I drove to Cardiff on Friday night and visited my mother on Saturday morning. It is the first time I have been able to see her in the flesh in just over four months. This is easy to gauge because, indelibly, the last time I saw her was the day of my aunt, her sister's funeral in the run up to Christmas on the 21st of December last year. Not that mum could could get lock-down parole to attend it. I watched the live stream of the requiem with her in a room in the home. COVID, and in particular Wales' super strict regulations; then the outbreak of another different infection that hit 11 people on her floor intervened for the next sixteen or so weeks. As you might imagine, I am not minded to cut Boris any slack over Partygate.
I stayed in mum and dad's now empty house over the weekend. As I was walking down the road from it to meet my brother John and his girls for lunch, my other brother Vince drove by and stopped. He was coming over to say hello but gave me a lift into town instead. On the way he told me that, during a sentimental rummage in the house, he had come across a draft letter my father had written me, but never sent, when I left home for university at eighteen. (It is relevant that I don't think he ever actually sent me a letter.) "It's in the third drawer down on the left in the desk" I was told. If Vince had caught me before I went out, I imagine we would have gone up and got it straight away, but we weren't in the house, we were in his car.

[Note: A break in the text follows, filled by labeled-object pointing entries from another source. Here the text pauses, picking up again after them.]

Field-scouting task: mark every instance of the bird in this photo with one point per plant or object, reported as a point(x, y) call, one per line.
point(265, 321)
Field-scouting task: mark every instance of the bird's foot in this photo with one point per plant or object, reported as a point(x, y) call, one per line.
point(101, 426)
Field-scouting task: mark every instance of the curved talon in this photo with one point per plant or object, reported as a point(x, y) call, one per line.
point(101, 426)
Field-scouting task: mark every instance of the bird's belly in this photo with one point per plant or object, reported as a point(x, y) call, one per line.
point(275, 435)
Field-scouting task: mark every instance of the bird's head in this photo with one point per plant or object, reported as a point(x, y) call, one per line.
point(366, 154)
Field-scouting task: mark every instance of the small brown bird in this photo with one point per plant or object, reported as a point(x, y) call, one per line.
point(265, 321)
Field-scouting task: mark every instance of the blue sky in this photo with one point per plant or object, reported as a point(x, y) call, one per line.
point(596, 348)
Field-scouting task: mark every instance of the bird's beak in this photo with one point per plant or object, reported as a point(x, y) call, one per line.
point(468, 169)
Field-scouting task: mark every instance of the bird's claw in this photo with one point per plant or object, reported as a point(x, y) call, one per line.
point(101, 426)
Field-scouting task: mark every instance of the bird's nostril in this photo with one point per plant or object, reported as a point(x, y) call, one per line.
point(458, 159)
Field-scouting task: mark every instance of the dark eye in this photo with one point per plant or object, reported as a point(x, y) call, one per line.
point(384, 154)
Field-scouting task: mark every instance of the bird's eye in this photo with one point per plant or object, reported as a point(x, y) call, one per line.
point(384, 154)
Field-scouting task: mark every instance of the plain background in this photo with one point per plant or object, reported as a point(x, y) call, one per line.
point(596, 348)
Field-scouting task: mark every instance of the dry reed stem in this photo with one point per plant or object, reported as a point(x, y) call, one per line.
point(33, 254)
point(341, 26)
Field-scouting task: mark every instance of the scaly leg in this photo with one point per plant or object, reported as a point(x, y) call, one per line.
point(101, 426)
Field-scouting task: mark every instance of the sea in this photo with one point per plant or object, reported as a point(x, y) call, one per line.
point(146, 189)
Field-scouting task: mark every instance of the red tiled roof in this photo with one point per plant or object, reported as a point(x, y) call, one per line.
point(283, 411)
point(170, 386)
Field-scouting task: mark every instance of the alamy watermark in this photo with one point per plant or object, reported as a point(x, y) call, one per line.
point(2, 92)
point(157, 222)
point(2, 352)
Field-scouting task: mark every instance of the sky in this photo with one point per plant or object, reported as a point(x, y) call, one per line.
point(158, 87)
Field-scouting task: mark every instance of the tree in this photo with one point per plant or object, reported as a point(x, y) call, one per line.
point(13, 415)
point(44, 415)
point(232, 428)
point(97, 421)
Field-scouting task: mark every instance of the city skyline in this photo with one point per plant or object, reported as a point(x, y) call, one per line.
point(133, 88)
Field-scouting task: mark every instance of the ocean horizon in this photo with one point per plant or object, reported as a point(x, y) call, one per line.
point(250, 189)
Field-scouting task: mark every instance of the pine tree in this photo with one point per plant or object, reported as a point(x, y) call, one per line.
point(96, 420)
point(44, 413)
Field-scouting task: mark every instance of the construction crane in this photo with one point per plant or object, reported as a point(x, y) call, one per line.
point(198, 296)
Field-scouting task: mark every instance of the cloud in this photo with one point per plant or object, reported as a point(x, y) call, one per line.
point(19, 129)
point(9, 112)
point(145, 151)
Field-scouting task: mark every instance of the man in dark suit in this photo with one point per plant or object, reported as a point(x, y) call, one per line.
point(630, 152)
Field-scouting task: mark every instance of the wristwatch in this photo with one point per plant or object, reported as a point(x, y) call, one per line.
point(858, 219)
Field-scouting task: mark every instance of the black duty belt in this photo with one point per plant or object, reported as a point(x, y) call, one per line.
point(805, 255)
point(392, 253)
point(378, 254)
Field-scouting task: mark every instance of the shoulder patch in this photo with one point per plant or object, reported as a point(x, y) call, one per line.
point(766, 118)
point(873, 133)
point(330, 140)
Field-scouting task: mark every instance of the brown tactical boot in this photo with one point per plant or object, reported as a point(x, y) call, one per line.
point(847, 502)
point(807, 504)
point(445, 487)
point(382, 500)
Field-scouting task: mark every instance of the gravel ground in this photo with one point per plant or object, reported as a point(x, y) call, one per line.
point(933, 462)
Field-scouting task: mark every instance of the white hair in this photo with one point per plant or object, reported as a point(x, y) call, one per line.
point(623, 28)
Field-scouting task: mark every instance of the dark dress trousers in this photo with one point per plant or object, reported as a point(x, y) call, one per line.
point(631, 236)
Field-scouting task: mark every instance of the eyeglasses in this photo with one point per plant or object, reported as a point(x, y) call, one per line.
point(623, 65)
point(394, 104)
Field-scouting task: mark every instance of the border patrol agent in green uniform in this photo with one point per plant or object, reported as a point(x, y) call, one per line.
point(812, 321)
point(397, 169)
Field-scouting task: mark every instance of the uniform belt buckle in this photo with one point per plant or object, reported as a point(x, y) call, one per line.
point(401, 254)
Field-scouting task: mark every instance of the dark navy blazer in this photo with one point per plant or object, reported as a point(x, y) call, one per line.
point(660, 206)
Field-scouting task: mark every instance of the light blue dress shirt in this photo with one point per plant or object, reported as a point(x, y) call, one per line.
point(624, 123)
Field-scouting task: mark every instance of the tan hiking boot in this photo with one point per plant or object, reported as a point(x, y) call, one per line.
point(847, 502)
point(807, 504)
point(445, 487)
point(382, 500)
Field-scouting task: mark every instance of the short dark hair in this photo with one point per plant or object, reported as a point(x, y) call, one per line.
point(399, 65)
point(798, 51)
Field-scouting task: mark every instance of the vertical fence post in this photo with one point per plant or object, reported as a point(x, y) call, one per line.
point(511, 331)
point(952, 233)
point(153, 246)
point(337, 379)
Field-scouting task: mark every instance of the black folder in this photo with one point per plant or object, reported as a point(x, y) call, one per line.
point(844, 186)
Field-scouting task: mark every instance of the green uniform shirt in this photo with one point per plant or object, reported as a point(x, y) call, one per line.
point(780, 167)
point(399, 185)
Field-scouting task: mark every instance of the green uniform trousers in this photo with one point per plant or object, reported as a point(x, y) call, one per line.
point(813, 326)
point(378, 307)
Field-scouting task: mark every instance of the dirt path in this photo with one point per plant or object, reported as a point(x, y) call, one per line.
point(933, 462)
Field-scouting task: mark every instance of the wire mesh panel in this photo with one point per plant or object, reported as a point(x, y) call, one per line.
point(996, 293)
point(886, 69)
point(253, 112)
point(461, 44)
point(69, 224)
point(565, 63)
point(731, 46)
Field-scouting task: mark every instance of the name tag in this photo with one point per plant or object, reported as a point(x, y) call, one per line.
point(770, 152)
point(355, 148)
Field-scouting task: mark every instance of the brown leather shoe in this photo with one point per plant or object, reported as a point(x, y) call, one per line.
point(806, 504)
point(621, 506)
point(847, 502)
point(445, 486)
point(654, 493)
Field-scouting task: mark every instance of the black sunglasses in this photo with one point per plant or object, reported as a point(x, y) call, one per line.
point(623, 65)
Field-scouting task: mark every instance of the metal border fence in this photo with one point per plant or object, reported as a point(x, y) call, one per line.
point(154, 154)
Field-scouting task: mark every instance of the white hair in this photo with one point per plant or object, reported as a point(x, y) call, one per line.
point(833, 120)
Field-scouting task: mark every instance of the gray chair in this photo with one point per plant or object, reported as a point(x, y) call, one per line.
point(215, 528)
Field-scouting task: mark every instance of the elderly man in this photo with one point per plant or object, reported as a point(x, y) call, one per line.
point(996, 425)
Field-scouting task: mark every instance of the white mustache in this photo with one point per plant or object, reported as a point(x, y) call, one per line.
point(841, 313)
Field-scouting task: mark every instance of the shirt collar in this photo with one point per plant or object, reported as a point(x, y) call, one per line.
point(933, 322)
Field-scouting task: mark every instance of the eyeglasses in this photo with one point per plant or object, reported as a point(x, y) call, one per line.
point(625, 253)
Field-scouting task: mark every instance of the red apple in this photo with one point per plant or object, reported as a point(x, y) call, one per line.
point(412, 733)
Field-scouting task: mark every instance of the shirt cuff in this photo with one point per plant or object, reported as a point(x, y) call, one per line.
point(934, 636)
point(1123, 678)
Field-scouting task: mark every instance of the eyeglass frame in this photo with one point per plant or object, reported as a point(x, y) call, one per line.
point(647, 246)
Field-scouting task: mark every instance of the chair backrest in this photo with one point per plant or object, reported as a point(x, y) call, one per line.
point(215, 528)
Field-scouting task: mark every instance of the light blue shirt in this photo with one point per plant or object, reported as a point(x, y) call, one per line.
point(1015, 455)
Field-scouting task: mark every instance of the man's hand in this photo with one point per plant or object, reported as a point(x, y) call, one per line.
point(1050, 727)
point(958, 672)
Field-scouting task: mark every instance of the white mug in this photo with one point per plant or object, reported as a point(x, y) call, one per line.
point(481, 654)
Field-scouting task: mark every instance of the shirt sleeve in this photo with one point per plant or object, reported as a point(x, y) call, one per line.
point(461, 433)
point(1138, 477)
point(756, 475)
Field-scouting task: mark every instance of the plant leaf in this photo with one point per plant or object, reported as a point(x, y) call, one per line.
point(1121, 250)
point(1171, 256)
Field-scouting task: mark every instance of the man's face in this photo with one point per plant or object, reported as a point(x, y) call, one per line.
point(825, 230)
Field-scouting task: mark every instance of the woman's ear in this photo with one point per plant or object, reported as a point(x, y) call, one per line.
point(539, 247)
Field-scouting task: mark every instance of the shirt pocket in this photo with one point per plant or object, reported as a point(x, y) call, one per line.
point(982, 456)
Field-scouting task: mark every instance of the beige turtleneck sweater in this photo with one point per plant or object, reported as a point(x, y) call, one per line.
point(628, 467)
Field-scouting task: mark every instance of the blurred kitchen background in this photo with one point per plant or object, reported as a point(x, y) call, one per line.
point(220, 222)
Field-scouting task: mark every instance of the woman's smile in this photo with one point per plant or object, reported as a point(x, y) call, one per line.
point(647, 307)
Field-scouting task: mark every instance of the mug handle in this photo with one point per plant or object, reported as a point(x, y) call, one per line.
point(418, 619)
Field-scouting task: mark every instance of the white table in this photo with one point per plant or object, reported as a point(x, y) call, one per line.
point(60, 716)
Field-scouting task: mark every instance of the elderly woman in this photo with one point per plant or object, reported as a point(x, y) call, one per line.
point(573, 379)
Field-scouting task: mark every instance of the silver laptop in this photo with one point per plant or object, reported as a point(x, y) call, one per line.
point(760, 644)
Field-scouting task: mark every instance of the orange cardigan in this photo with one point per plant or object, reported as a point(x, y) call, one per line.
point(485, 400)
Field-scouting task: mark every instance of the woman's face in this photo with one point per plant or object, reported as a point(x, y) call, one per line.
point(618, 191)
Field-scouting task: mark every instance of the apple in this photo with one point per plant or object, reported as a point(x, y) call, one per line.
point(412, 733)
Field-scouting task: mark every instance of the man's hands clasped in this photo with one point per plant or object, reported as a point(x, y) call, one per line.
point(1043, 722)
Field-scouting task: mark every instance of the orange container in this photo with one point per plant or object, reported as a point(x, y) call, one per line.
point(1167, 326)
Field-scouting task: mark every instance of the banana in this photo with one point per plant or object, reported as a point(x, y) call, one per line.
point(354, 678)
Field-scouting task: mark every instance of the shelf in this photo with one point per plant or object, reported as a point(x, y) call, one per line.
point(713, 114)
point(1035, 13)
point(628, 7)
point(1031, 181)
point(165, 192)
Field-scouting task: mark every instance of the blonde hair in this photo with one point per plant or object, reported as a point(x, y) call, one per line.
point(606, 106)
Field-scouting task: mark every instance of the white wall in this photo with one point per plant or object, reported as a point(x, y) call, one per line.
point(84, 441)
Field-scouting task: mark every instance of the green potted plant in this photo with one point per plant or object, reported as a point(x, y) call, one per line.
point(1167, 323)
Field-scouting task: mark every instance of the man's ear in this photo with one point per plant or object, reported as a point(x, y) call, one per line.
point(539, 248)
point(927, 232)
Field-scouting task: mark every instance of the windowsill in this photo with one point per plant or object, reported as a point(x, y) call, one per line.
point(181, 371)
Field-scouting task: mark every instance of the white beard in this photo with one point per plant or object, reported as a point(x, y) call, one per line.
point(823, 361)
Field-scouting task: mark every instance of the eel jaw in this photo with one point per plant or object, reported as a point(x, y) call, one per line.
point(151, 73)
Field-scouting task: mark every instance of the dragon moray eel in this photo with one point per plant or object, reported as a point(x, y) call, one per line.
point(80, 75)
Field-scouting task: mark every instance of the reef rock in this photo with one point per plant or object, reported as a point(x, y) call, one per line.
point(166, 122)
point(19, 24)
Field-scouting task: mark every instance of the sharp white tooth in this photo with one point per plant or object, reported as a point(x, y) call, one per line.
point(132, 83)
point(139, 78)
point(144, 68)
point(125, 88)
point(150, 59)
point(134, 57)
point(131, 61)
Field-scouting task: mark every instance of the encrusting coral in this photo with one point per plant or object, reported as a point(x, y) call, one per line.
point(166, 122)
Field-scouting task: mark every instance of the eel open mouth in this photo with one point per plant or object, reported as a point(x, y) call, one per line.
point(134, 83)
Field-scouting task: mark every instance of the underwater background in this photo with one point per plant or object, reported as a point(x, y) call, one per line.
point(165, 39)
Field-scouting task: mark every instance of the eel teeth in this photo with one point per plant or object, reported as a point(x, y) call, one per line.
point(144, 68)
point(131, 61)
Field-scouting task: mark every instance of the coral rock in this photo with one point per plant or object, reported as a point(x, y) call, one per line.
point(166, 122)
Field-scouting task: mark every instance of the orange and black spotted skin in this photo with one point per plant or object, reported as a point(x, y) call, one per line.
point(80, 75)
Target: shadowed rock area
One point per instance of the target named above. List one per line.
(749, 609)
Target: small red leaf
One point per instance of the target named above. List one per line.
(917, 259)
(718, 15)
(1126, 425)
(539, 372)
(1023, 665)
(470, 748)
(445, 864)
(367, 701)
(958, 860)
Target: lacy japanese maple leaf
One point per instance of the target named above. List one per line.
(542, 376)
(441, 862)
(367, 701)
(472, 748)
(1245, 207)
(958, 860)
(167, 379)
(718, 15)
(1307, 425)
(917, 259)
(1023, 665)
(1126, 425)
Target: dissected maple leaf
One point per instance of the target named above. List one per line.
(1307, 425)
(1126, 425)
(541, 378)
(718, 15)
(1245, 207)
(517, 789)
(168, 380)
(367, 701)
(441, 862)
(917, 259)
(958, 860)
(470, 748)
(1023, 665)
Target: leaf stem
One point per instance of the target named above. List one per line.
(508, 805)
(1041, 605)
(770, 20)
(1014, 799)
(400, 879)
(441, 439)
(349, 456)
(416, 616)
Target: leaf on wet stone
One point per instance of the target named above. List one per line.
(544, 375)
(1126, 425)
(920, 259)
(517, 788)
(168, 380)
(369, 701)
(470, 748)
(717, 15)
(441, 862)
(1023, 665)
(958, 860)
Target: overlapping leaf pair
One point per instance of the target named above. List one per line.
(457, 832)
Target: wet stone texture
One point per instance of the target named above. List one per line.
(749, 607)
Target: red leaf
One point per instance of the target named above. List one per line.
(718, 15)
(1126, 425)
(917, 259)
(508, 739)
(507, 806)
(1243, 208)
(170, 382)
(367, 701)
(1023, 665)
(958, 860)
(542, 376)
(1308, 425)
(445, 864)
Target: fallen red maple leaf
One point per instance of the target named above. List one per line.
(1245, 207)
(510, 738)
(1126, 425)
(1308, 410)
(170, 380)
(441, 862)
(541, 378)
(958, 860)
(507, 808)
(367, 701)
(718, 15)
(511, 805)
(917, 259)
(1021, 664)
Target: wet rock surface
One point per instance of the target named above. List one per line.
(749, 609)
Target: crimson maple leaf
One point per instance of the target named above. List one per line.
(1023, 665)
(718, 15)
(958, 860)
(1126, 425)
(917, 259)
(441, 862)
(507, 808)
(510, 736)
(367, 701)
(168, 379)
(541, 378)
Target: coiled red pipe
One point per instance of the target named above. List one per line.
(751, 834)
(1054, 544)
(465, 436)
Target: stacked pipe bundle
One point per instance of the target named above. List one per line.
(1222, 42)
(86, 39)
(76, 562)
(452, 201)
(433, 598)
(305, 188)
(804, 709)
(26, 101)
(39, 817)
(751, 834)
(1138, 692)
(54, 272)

When I got back, I just couldn't bring myself to open the drawer and look at it. I will do one day, but just for the time being, the bittersweet prospect is overwhelming. “It’s so much darker when a light goes out than it would have been if it had never shone.”
I was up for the poignantly practical though. Putting new batteries in the smoke alarm and clock, freeing a seized tap in the bathroom etc. all the while muttering under my breath complaining - hypocritically and enjoyably - that I, rather than my siblings, was the one who had to do it.
But dad's letter, dad's letter; we still have an appointment, it is just one of the many, many that the pandemic has delayed.